Hanson: Yes, they have no choice. They have to finish their agenda to destroy Hamas, discredit it, and humiliate it. What Israel has to do, it has to remind people of the asymmetry, that it uses its rockets to protect civilians. Hamas uses civilians to protect its rockets. Israel drops leaflets and tries to even phone or text people in the area where the pending attack is. Hamas sends 7,000 rockets without any warning, with the intention of hitting civilians. Israel has to make the moral point that the reason why people are criticizing it is not that it’s trying to target civilians, but it’s effective in taking out Hamas people. Hamas is seen as the underdog not because it’s not trying to k**l civilians, but because it’s ineffective. Israel’s got to make the argument to the world that no war was ever won with a proportionate response. The United States was not proportionate with Japan or Germany. Anytime you’re proportionate, what you end up with is Stalingrad or Verdun. You have to be disproportionate to get the war over and save lives.

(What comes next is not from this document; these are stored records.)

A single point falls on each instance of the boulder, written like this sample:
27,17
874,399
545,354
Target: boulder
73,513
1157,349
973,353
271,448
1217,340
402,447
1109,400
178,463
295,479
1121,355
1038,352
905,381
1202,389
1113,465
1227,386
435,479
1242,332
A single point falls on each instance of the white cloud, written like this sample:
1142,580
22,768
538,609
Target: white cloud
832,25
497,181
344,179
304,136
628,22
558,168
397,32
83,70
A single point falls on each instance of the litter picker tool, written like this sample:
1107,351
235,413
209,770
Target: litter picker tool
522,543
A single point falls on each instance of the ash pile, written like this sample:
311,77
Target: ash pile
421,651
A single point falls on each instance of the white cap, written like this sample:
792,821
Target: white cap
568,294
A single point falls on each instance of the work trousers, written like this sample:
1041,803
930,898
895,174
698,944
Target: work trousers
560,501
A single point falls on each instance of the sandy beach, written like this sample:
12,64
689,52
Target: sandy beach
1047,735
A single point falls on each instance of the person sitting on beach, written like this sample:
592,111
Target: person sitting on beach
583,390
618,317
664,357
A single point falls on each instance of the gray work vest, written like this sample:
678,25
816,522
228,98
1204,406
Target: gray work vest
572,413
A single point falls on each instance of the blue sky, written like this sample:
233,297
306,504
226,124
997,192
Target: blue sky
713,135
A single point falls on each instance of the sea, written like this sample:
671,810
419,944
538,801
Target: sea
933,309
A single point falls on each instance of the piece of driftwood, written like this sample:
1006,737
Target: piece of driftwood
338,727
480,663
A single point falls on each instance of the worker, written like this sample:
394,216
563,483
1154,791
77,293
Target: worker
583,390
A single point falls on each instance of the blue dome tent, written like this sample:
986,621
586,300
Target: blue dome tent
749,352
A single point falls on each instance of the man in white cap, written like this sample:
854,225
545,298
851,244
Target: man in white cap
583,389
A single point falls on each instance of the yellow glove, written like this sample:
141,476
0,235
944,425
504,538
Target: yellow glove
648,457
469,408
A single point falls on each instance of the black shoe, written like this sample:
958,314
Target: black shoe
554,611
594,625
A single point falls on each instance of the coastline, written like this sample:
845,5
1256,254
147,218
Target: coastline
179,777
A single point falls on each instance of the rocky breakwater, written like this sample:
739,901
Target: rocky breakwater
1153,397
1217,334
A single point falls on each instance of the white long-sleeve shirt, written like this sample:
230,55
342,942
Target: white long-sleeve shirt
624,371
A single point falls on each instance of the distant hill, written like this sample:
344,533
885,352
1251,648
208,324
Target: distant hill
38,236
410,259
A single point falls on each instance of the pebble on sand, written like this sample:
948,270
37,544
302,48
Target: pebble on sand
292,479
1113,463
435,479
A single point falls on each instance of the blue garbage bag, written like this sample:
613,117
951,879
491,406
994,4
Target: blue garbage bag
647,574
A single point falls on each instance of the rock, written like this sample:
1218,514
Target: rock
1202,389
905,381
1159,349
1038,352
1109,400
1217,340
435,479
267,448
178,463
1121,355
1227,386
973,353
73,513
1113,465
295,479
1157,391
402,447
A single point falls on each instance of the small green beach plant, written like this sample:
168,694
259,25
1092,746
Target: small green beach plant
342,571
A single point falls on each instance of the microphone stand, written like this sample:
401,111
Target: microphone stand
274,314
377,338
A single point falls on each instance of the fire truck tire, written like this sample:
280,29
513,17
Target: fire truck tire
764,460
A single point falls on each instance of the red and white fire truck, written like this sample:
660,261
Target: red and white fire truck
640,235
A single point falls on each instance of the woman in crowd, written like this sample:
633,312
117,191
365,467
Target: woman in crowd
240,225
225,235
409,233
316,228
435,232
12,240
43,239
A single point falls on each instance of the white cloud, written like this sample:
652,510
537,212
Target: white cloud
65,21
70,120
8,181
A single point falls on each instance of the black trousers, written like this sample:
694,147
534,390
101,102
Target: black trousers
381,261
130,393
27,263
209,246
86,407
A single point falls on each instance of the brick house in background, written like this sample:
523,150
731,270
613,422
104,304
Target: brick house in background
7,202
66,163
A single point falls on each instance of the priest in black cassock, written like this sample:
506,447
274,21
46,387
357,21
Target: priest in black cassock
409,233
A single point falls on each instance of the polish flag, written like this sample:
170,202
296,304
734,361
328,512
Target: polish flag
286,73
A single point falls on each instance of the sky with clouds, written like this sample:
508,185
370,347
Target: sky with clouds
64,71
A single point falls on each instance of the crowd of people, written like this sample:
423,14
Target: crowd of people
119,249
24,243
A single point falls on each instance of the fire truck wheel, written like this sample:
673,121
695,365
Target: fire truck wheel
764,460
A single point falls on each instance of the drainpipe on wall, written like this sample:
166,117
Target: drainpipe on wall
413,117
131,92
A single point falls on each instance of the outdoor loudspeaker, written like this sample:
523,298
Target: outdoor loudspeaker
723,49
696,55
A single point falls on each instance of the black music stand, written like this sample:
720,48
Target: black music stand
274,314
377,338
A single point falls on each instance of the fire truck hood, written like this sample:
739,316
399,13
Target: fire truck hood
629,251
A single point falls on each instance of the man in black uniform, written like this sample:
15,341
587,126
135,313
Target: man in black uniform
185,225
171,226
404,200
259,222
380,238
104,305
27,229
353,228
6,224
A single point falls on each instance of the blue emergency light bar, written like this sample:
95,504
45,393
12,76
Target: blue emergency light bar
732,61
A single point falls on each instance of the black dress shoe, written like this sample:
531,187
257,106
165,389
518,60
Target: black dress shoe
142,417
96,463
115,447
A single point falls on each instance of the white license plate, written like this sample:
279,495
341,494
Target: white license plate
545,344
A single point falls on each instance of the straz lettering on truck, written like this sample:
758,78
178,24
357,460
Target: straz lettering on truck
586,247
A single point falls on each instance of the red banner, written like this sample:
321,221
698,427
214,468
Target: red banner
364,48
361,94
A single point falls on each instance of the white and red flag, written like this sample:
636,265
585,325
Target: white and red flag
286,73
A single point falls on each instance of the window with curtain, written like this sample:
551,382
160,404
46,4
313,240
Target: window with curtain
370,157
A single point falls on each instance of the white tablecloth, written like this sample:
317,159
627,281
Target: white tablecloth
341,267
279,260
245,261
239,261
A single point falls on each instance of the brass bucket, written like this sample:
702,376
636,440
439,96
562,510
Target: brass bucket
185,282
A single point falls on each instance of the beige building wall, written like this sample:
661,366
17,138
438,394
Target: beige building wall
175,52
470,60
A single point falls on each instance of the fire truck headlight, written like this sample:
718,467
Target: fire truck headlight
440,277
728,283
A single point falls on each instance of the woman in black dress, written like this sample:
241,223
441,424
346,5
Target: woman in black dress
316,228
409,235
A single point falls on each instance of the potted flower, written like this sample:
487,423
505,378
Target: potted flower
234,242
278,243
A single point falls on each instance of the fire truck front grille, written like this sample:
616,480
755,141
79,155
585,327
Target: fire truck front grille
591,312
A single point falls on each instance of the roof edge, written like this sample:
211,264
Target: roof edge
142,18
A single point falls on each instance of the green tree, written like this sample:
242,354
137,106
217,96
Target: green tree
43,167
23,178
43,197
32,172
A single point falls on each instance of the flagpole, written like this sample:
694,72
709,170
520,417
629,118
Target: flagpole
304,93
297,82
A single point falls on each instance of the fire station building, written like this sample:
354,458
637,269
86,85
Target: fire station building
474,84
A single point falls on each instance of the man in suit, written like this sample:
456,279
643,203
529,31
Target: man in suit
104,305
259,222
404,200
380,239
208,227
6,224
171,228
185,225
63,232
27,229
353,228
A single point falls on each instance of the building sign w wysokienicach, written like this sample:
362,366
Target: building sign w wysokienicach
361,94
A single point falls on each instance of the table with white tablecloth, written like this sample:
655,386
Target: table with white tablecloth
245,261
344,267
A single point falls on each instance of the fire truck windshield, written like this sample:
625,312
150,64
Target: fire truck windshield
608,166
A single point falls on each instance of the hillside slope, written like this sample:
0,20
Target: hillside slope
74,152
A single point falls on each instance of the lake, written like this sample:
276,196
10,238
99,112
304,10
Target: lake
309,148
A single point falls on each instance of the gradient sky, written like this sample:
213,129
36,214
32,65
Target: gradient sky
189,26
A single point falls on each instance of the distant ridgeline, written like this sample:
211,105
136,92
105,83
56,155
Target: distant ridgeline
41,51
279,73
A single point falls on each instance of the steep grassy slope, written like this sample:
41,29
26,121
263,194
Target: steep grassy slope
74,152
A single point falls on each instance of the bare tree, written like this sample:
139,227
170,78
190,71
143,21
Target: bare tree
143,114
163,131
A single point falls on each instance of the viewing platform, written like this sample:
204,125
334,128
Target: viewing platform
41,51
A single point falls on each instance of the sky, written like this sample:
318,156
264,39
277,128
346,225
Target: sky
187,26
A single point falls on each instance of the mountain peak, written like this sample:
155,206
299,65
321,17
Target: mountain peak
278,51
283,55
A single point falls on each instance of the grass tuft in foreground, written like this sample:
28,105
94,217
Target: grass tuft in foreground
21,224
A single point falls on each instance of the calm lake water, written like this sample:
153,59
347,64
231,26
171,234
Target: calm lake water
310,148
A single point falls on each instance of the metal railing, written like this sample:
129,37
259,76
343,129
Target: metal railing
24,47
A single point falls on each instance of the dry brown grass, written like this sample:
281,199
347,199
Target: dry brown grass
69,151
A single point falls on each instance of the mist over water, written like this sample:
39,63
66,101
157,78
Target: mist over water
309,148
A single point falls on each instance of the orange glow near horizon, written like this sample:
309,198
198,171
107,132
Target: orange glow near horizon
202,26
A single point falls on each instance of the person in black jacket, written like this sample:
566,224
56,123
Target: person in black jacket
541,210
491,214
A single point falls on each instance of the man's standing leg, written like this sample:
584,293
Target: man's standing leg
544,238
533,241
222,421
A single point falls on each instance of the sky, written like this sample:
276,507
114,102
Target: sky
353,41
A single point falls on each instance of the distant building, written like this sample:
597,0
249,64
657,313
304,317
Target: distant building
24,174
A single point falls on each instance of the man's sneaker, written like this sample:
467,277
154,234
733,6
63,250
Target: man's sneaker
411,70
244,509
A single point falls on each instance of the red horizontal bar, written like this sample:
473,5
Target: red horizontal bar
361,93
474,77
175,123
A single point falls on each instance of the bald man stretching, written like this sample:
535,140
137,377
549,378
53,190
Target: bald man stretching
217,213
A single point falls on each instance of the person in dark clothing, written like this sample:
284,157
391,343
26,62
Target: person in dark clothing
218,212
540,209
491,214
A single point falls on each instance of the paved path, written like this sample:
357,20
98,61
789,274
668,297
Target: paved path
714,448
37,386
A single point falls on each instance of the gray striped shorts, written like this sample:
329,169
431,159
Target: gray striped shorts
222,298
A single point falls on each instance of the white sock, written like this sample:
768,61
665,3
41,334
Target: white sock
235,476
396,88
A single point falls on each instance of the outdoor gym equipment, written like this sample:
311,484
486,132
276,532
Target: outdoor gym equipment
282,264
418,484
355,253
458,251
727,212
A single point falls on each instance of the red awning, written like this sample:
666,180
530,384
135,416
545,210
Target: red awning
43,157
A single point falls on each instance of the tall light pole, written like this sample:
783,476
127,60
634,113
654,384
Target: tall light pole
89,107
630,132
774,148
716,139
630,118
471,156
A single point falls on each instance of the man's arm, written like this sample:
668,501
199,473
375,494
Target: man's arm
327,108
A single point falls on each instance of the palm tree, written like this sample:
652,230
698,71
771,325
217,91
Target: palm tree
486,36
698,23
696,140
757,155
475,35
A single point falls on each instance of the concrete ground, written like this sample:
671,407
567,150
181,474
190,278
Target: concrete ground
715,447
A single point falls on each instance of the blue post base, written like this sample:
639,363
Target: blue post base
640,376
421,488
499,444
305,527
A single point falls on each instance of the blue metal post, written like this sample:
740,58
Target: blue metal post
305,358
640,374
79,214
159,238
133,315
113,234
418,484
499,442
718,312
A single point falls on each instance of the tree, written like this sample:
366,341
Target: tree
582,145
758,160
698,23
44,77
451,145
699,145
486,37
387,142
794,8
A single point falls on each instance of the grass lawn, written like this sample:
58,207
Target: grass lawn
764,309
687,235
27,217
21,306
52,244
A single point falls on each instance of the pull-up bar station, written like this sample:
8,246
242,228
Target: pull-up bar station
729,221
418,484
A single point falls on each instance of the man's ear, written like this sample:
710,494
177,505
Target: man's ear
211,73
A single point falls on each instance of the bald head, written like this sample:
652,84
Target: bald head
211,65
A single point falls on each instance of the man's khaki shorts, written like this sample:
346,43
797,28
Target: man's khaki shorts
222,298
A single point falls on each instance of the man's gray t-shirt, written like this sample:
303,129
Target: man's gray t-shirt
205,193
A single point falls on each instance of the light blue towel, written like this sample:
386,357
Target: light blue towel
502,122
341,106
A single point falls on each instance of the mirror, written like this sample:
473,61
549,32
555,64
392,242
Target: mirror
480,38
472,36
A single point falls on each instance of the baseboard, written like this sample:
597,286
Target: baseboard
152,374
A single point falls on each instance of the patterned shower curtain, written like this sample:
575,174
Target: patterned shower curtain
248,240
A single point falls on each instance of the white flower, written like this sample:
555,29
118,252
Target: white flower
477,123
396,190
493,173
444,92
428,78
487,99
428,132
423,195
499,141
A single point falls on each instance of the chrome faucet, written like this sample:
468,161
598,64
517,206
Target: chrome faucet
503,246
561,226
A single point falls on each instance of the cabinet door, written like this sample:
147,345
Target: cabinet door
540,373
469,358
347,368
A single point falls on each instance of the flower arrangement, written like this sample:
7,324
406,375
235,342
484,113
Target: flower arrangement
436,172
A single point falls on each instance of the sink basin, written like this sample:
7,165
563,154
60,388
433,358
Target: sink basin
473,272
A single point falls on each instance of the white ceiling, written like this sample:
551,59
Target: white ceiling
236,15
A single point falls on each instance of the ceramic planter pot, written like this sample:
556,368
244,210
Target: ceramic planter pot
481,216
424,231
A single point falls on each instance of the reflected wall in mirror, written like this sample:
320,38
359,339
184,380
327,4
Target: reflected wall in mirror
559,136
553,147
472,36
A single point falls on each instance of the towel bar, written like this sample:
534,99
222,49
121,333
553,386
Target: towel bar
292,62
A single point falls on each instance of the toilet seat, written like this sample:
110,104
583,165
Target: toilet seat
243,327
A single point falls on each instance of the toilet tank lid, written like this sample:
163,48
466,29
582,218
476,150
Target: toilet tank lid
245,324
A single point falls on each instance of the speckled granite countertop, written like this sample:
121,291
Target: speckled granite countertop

Weltwoche: Many critics of Israel say that Palestinians cannot be equated to Hamas, but they are now paying a devastating price.
Hanson: I think they also have to emphasize that while the Gazans are not Hamas entirely, when Hamas went into Israel and butchered people, there were hundreds of civilians that followed them in, willingly, voluntarily, to join in the l**ting, raping, and k*****g. When bodies were brought back on display, civilians cheered them on. Yes, Hamas was corrupt. Hamas was ineffective as a governing body and was unpopular, but one of the reasons why it was unpopular was it had not k**led enough Jews. Once it did that on October 7th, it suddenly gained an enormous grassroots popularity, albeit before the Israeli response. Now we’re in the Orwellian situation where we’re saying, “Well, all the Gazans were cheering on the murder of Jews, and now suddenly they’re not cheering anymore.” Why is that? That’s because the response is going to be more effective than the initial attack on Israel.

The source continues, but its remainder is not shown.